The phylogeny is annotated with the geographic region and the ST. The stars mark the isolates from the HCG. Bootstrap values equal to or higher than 80 are shown with violet dots at the internal nodes of the tree. The scale bar gives the number of substitutions per site.

Figure 3
Figure 3 Molecular dating analysis of the main ST.

Marginal posterior density for the tMRCA for ST136 (green), ST208 (red), and ST417 (purple). The x-axis shows the time between 2000 and 2020.

High transmission across wards

The isolates sequenced were collected from 13 different wards in the hospital. Figure 1 shows the distribution of isolates per ward and year. Intensive Care Unit (ICU) and General Surgery were the most represented wards among the isolates sequenced. The distribution of isolates per ward suggests that the different STs have spread to many wards in the hospital. To further analyze this, we conducted two analyses just comparing isolates from the same ST. In each analysis, we compared isolates between and within wards and counted the number of differences. In the first analysis, we counted the number of core SNPs telling apart isolates, whereas in the second analysis we counted the number of genes differing between isolates (see Figure 4). These analyses were only conducted for ST417 and ST208, the 2 most frequent STs. If isolates were mainly disseminating in the same ward, one would expect considerably less differences (either core SNPs or number of genes) when comparing isolates from within the same ward than when comparing isolates from different wards. On the contrary, if there were high transmission across wards, the number of differences when comparing intra versus inter ward isolates would not be that different. Our analyses supported the latter scenario, whether we considered core SNPs (upper panels) or the number of genes differing between isolates (lower panels). Considering both measures, the distribution of intra ward comparisons overlaps with the distribution of inter ward distribution (see Figure 4). We did not find significant differences comparing the distributions of core SNPs (Wilcoxon–Mann–Whitney test, ST417 p-value = 0.6872 and ST208 p-value = 0.7834) nor comparing the distribution of different genes (Wilcoxon-Mann-Whitney test, ST417 p-value = 0.6568 and ST208 p-value = 0.6478).

Figure 4
Figure 4 Inter and intra ward transmission analysis.

We conducted pairwise comparisons for the isolates of ST208 (left-hand side) and ST417 (right-hand side), which were the most abundant STs. Comparisons considering isolates from the same ward are shown in cyan (light blue) bars, whereas comparison of isolates from different wards are the purple bars. The top panels give the differences in terms of core SNPs, whereas the bottom panels show the differences in gene content.

To further explore the high transmission of isolates across wards, we also analyzed the gene content variation among the isolates, which according to our previous data accrues faster than de novo mutations in A. baumannii. To this end, we constructed a gene correlation matrix for the 73 isolates (see Figure 5). In this figure one can see regions (squares) of dark blue, which denote isolates with very similar gene content and, therefore, very closely related to one another.
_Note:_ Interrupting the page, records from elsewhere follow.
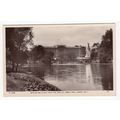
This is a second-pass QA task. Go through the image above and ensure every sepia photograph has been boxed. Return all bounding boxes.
[4,23,115,96]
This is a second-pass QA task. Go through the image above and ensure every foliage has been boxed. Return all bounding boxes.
[6,27,33,71]
[91,29,113,63]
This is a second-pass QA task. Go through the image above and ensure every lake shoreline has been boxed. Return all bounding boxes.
[7,72,61,91]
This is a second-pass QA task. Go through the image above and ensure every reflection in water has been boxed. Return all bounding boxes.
[26,64,113,90]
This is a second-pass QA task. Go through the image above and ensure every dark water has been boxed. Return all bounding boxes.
[27,64,113,90]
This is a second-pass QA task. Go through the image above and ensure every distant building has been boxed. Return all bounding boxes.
[45,45,86,63]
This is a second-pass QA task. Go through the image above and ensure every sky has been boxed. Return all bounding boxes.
[32,24,114,46]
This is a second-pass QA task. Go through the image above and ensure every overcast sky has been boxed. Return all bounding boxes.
[33,24,113,46]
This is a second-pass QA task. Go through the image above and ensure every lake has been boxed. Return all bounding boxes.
[27,63,113,90]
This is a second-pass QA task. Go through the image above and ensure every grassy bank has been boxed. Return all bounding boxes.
[7,73,60,91]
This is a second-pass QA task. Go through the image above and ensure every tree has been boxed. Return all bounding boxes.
[6,27,33,71]
[99,29,113,62]
[31,45,45,61]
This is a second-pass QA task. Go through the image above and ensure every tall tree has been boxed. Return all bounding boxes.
[6,27,33,71]
[99,29,113,62]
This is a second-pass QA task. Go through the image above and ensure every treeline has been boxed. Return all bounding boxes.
[91,29,113,63]
[5,27,54,71]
We noted that these regions are composed of isolates from different wards (see vector “Wards” at the bottom of the figure). This pattern applies to all the four STs. For instance, the isolates Ab-HCG0908-26, Ab-HCG0908-21, Ab-HCG0908-24 and Ab-HCG0908-33 (all from ST417) are very similar in terms of their gene content yet they were isolated from three different wards (ICU, internal medicine, and general surgery). Considering ST208, isolates HCG1207-8, HCG1107-4, HCG1207-7, HCG1207-5, HCG1207-6, were isolated from ICU, internal medicine, and hematology, and again have a pretty similar gene content. Then, to compare the discriminative typing power of the core genome and the accessory genome, we constructed another two trees just including the 73 HCG isolates. One tree was constructed using the core genome and the second tree was based on a gene content distance matrix (see methods). These two trees are presented in Figure 6. Both trees reinforce the idea of high transmission across wards, as isolates for any given ward very often had their closest related isolate coming from a different ward. Of note, the core genome tree (right-hand panel Figure 6) had several polytomies and these affect the different STs, ST417 and ST208 being the most outstanding cases. Thus, some isolates were identical to other isolates under the core genome tree. On the contrary, the phylogenetic tree based on gene content (left-hand panel Figure 6) showed far greater resolution. In this tree all the isolates could be differentiated from one another. Therefore, gene content variation (accessory genome) had more discriminative genotyping resolution than the core genome. All in all, these analyses demonstrate that there is frequent transmission of isolates across many different wards in the hospital. Furthermore, the analyses of the accessory genome were of paramount importance to describe the transmission dynamics of these isolates.

Figure 5
Figure 5 Gene content variation among the isolates from the HCG.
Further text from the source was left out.